The yuan ended sharply lower against the dollar on Monday as China's central bank again set a lower reference rate and the dollar continued its rally in overseas markets, dealers said. The yuan ended at 7.3873 per dollar, down from Friday's close of 7.3715, after touching an intraday low of 7.3877 in the afternoon.
Before the market opened on Monday, the central bank set the yuan's mid-point at 7.3790, sharply lower than Friday's reference rate of 7.3589. A dealer at a Chinese bank said the yuan would soften further this week in a technical pull-back after it jumped from around 7.40 earlier this month.
Also, onshore dollar demand may rise temporarily this week because of Beijing's latest bank reserve ratio hike, which takes effect on December 25. In recent months the central bank has asked some Chinese banks to pay reserve hikes in dollars, not yuan.
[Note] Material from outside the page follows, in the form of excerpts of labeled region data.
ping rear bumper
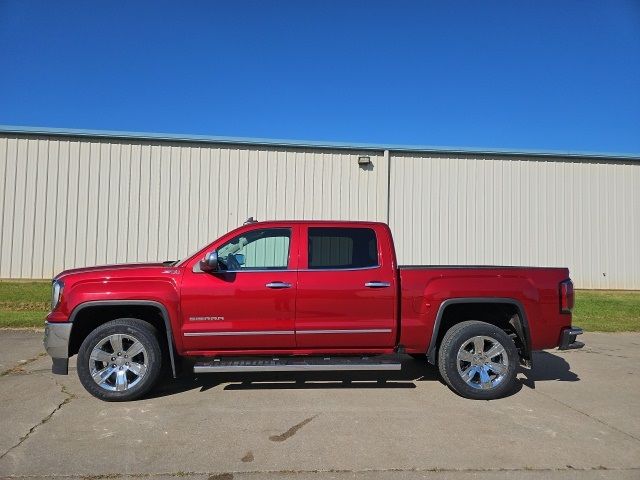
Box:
[558,327,584,350]
[43,322,73,375]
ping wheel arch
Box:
[427,297,533,365]
[69,300,177,378]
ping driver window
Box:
[218,228,291,271]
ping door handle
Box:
[364,281,391,288]
[265,282,291,288]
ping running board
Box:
[193,355,402,373]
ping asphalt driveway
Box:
[0,331,640,480]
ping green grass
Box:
[0,282,51,328]
[573,290,640,332]
[0,282,640,332]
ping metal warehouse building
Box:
[0,127,640,289]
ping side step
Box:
[193,355,402,373]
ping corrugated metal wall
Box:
[0,133,640,289]
[0,134,388,278]
[390,154,640,289]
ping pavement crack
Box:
[269,415,318,442]
[0,382,76,460]
[1,465,640,480]
[0,352,47,377]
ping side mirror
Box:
[200,251,218,272]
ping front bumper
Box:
[44,322,73,375]
[558,327,584,350]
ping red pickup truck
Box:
[44,221,583,401]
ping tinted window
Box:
[309,227,378,268]
[218,228,291,270]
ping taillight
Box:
[560,280,574,313]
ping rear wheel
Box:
[78,318,162,401]
[438,321,518,400]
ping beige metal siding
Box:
[0,134,388,278]
[390,154,640,289]
[0,133,640,289]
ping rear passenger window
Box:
[309,227,378,269]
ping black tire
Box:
[438,321,519,400]
[78,318,162,402]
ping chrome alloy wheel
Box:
[89,333,149,392]
[456,336,509,390]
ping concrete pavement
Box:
[0,331,640,480]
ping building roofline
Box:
[0,125,640,161]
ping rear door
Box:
[296,224,396,349]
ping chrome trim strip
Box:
[184,328,392,337]
[184,330,295,337]
[296,328,392,335]
[193,363,402,373]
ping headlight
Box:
[51,280,64,311]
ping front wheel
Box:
[78,318,162,401]
[438,321,518,400]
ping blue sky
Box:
[0,0,640,153]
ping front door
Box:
[181,227,298,352]
[296,225,397,350]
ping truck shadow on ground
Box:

But this should not cause a sharp fall in the yuan, which has initial technical support around 7.3800, its late November peak, and stronger support around 7.4000. "I think the dollar demand will mainly come from smaller banks - big banks are already sitting on large amounts of dollars," the dealer said.
One-year dollar/yuan non-deliverable forwards rebounded in response to the dollar's global recovery to 6.8030/6.8080 from 6.7550/6.7600 late on Friday. The dollar, which had been given a shot in the arm by strong US inflation data last week, hit a two-month high against a basket of major currencies on Monday in thin year-end trading.